Steven M. Licht, Special Funds Conservation Committee, Albany (Jill B. Singer of counsel), for appellant.

Weiss, Wesler & Wornow, PC, New York City (Lauren M. Bilasz of counsel), for Goldman Sachs Group, Inc. and another, respondents.

Eric T. Schneiderman, Attorney General, New York City (Iris A. Steel of counsel), for Workers' Compensation Board, respondent.

Before: Rose, J.P., Spain, Garry and Egan Jr., JJ.

MEMORANDUM AND ORDER

Rose, J.P.

Appeal from a decision of the Workers' Compensation Board, filed May 17, 2012, which, upon remittal, among other things, transferred liability to the Special Fund for Reopened Cases pursuant to Workers' Compensation Law § 25-a.

Claimant suffered a compensable work-related injury on May 2, 2001. On May 29, 2008, the employer's workers' compensation carrier requested that liability be transferred to the Special Fund for Reopened Cases pursuant to Workers' Compensation Law § 25-a. The Workers' Compensation Board ultimately transferred liability to the Special Fund retroactively, with an effective date of May 30, 2006. Upon appeal, this Court reversed the Board's determination and remitted the matter for reconsideration, citing the Board's failure to follow a prior decision which stated that liability may not transfer to the Special Fund until the first day after the three and seven-year time limits set forth in Workers' Compensation Law § 25-a have expired, or give an explanation for departing from this precedent (93 A.D.3d 988 [2012]).

Upon remittal, the Board again determined that liability transferred to the Special Fund on May 30, 2006, concluding that Workers' Compensation Law § 25-a does not preclude a transfer of liability retroactive to a period of time prior to the lapse of seven years after the underlying injury and that any prior decisions by it to the contrary would not be followed. The Special Fund appeals.
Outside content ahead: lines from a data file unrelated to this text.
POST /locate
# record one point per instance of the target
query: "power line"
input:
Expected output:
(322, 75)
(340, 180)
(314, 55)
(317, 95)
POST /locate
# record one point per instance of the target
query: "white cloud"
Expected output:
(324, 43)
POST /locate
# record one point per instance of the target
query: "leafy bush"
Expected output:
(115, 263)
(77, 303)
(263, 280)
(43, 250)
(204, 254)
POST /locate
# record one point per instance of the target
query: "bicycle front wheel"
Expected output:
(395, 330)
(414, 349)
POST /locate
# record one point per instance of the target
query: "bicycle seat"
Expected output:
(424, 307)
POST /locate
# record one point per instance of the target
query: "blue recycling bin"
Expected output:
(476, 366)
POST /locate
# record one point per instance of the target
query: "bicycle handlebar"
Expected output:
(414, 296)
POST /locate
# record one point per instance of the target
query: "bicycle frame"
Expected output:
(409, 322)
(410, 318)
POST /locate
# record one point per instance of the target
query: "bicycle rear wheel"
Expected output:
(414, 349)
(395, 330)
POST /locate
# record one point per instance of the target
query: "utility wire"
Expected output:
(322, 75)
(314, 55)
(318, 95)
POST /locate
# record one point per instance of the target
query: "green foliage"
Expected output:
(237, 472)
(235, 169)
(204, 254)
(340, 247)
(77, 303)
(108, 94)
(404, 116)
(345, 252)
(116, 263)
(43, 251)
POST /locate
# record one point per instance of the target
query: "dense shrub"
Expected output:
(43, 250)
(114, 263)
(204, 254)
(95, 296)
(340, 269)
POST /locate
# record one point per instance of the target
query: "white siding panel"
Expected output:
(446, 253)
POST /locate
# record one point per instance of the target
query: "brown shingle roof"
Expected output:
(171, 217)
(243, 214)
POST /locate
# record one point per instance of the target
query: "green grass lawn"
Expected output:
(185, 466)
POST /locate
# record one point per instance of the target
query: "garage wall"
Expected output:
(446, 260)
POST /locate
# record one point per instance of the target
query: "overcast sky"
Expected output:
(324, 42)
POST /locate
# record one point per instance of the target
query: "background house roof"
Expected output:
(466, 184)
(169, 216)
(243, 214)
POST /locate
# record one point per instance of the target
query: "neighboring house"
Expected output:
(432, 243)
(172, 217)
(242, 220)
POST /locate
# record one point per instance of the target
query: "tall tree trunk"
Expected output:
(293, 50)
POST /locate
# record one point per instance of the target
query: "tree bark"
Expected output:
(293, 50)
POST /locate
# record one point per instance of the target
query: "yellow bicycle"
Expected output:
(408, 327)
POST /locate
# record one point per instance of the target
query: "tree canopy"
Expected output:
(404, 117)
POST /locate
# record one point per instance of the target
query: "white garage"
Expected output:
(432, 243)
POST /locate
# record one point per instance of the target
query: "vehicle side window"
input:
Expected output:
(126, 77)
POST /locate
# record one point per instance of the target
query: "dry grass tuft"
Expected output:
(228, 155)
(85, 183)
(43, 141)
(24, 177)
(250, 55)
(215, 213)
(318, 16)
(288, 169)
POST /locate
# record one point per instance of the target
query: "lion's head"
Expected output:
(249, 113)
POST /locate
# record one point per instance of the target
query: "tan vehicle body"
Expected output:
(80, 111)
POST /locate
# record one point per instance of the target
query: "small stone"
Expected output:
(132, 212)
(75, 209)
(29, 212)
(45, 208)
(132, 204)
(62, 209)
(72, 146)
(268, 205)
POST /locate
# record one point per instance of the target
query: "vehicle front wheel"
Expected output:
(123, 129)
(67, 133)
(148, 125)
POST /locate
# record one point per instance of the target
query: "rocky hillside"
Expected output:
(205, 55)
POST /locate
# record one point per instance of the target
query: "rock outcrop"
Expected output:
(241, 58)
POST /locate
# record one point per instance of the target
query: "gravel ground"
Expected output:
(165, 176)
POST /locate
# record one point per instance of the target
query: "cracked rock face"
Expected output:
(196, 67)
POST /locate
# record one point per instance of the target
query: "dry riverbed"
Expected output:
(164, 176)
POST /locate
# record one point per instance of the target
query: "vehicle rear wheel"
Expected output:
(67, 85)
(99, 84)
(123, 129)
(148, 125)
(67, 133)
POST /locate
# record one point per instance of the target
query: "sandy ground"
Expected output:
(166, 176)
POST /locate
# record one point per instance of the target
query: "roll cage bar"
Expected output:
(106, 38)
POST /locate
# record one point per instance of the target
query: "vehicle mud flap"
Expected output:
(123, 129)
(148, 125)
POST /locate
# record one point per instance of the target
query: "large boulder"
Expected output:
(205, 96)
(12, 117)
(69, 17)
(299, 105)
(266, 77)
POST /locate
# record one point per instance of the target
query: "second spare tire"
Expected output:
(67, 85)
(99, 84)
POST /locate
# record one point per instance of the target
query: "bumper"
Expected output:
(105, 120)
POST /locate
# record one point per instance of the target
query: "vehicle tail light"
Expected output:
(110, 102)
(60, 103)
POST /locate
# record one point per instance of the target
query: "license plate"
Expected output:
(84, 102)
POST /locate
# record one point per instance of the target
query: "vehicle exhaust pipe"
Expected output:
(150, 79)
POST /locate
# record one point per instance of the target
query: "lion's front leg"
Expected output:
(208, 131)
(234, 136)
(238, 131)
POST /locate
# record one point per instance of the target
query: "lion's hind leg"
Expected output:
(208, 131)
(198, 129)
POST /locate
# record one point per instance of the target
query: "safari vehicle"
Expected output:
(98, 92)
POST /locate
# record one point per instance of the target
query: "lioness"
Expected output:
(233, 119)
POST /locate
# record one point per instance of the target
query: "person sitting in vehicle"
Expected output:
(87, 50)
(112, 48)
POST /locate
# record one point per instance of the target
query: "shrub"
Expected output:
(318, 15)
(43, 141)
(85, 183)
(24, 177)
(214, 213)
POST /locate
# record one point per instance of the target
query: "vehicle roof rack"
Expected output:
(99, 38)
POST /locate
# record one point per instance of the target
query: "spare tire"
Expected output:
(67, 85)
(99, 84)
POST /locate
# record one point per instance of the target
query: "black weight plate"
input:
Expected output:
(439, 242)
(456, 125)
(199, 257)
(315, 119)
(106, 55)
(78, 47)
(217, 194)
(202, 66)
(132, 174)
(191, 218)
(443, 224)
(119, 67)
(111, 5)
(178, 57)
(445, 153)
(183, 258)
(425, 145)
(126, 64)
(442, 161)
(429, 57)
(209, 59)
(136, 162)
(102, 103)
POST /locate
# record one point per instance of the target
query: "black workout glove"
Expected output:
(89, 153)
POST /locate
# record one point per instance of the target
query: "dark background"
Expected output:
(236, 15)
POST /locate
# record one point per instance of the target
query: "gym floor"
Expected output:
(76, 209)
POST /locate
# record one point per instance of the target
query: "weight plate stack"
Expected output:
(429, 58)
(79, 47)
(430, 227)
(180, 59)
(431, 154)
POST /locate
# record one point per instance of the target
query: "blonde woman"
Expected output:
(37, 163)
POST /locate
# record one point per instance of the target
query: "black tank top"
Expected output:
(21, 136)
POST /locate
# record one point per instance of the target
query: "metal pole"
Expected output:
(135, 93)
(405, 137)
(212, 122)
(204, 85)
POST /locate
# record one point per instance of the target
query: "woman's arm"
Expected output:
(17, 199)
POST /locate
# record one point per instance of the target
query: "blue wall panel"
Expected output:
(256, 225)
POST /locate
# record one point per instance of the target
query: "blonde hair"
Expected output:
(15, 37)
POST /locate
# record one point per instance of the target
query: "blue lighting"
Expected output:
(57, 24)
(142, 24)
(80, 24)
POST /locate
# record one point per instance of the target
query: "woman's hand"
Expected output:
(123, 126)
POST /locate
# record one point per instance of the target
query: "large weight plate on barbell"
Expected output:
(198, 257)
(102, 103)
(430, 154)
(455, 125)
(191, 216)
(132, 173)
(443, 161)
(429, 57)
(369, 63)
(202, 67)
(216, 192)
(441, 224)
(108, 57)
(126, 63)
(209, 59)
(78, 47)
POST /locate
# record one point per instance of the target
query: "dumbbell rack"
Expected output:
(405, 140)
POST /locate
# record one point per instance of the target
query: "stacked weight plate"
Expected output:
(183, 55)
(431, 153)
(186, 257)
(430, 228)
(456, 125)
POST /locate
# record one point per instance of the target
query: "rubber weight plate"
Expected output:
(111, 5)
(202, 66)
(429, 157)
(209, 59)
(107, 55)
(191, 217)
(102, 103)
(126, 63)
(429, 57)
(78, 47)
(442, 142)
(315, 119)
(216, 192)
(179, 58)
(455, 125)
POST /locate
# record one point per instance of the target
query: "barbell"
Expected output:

We affirm. Clearly, "the Board is free to alter a course previously set out in its decisions, [provided] it set[s] forth its reasons for doing so" (Matter of Catapano v Jaw, Inc., 73 A.D.3d 1361, 1362 [2010]; see Matter of Williams v Lloyd Gunther El. Serv., Inc., 104 A.D.3d 1013, 1015 [2013]). Pursuant to Workers' Compensation Law § 25-a, liability is transferred to the Special Fund "when an application to reopen a closed case is made more than seven years from the date of injury and more than three years after the last payment of compensation" (Matter of McLean v Amsterdam Nursing Home, 72 A.D.3d 1309, 1310 [2010]; see Workers' Compensation Law § 25-a [1]). Here, there is no dispute that these conditions have been met and the only issue before us is whether the Board properly transferred liability to the Special Fund retroactively to a period of time prior to the lapse of seven years following claimant's injury.
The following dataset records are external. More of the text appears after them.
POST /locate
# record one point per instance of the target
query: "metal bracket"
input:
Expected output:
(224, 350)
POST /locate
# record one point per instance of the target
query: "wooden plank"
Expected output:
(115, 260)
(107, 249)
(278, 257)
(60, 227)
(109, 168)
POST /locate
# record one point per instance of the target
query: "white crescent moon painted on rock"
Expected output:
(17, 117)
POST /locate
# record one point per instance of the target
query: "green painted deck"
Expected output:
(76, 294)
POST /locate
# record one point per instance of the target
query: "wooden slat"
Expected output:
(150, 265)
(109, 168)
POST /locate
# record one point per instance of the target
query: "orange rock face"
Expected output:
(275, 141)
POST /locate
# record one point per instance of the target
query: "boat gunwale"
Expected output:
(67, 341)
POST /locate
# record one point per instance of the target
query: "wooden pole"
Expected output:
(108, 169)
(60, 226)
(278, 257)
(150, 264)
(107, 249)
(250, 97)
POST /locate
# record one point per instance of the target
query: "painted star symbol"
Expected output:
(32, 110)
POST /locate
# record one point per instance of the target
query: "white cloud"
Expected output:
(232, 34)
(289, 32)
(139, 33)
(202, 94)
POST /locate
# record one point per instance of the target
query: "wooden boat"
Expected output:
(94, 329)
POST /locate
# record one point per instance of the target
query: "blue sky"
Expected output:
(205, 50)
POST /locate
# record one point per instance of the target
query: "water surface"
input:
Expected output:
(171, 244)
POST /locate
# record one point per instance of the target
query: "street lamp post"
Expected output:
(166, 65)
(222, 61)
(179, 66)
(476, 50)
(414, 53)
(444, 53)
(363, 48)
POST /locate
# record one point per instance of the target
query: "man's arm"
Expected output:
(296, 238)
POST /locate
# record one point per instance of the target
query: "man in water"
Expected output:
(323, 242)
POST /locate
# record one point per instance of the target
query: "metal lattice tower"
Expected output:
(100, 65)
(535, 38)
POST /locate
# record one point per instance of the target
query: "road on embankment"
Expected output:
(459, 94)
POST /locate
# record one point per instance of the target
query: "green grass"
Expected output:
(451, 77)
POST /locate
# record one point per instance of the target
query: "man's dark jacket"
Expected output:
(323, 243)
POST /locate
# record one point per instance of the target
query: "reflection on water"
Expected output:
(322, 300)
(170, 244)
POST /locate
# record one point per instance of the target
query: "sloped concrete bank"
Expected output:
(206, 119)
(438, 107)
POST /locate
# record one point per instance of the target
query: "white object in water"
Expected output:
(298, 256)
While the retroactive transfer of liability to the Special Fund is limited to no longer than two years prior to the date of the application to reopen (see Workers' Compensation Law § 25-a [1-a]; Matter of Lynch v Buffalo Bills, Inc., 62 A.D.3d 1061, 1063 [2009]), there is no statutory requirement that there be a seven-year lapse from the date of a claimant's injury prior to the date of a retroactive transfer of liability (see Workers' Compensation Law § 25-a [1-a]). Accordingly, we conclude that the Board's determination, that Workers' Compensation Law § 25-a does not preclude a retroactive transfer of liability to the Special Fund to a time period within seven years of the underlying injury, is not unreasonable, irrational or inconsistent with the purpose of the statute (see generally Kurcsics v Merchants Mut. Ins. Co., 49 N.Y.2d 451, 459 [1980]; Matter of Scally v Ravena Coeymans Selkirk Cent. School Dist., 31 A.D.3d 836, 837 [2006]), and the Board has set forth sufficient reasons for no longer following any prior decisions to the contrary.

Spain, Garry and Egan Jr., JJ., concur.

ORDERED that the decision is affirmed, without costs.